Colorado grocery store workers at King Soopers and Safeway represented by United Food and Commercial Workers Local 7 have received a final, best offer from their employers, that union officials claim differs little from an offer that the rank and file rejected with more than 90% voting against it.
Grocery workers in Colorado have gone on strike (painfully for them, management and the community) in recent history, so the threat of a strike is credible. Grocery stores have been among the least impacted by the current recession, so they have a harder time claiming a need to cut costs than other employers. Signs seeking job applications from scabs are visible at almost every front range grocery store.
If grocery store workers vote this proposal down, there will probably be a strike (and a strike by one group of workers could lead to a lock out of other area grocery store workers under a controverial agreement).
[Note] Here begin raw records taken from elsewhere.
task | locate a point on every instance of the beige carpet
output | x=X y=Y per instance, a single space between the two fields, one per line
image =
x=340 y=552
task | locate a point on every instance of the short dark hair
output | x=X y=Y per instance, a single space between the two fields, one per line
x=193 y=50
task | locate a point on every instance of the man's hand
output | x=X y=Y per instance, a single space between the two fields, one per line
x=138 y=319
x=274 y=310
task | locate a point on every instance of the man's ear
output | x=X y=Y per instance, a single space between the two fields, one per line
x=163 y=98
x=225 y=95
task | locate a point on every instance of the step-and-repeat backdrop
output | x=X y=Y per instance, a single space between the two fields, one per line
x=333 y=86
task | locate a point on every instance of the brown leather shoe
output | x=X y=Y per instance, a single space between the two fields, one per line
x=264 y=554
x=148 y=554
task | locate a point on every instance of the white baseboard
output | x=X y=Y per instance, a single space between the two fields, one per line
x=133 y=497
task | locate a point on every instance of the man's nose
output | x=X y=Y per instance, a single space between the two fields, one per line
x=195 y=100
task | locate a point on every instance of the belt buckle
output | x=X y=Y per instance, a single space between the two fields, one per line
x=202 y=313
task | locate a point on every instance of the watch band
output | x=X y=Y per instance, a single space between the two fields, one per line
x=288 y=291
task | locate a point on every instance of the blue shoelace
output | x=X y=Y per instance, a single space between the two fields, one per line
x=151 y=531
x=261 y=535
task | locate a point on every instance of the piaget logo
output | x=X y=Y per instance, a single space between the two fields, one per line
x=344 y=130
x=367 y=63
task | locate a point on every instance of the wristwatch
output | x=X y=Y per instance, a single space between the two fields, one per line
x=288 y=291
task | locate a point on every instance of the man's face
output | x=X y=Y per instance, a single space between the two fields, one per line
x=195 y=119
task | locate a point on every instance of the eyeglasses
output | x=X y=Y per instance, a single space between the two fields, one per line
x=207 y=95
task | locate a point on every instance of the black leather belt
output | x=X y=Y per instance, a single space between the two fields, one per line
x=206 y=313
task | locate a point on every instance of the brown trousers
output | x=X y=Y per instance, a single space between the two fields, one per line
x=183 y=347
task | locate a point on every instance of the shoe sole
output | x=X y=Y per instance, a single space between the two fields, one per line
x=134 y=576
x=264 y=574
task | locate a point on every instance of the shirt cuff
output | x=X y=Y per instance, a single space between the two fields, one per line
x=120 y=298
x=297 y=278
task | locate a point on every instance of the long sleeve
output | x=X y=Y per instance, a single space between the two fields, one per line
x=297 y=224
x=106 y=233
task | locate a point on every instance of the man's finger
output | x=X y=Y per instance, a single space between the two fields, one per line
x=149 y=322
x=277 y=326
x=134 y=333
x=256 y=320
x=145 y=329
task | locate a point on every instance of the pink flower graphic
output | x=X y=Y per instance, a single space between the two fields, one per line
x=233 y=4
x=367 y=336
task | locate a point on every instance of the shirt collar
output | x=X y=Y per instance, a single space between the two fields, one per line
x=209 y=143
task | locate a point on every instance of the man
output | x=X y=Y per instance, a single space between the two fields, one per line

Pro-union shoppers may have to decide whether to favor non-union ordinary grocery stores like Target and Wal-Mart, that they have historically avoid, at uninvolved natural food and specialty stores (which are pricey), if they don't want to cross picket lines for the privilege of shopping at their regular grocery stores, staffed by management and scabs.
The dispute made headlines earlier this year when Democratic Governor Bill Ritter vetoed a bill that would have allowed locked out (but not striking) workers eligible for unemployment benefits, a move that sparked outrage from grass roots Democratic party members, including many who have no direct connection to unions. His veto was based upon a claimed desire not to take sides in the current labor-management dispute at Colorado grocery stores, despite the fact that he didn't claim that the legislative proposal was a bad idea as a matter of policy.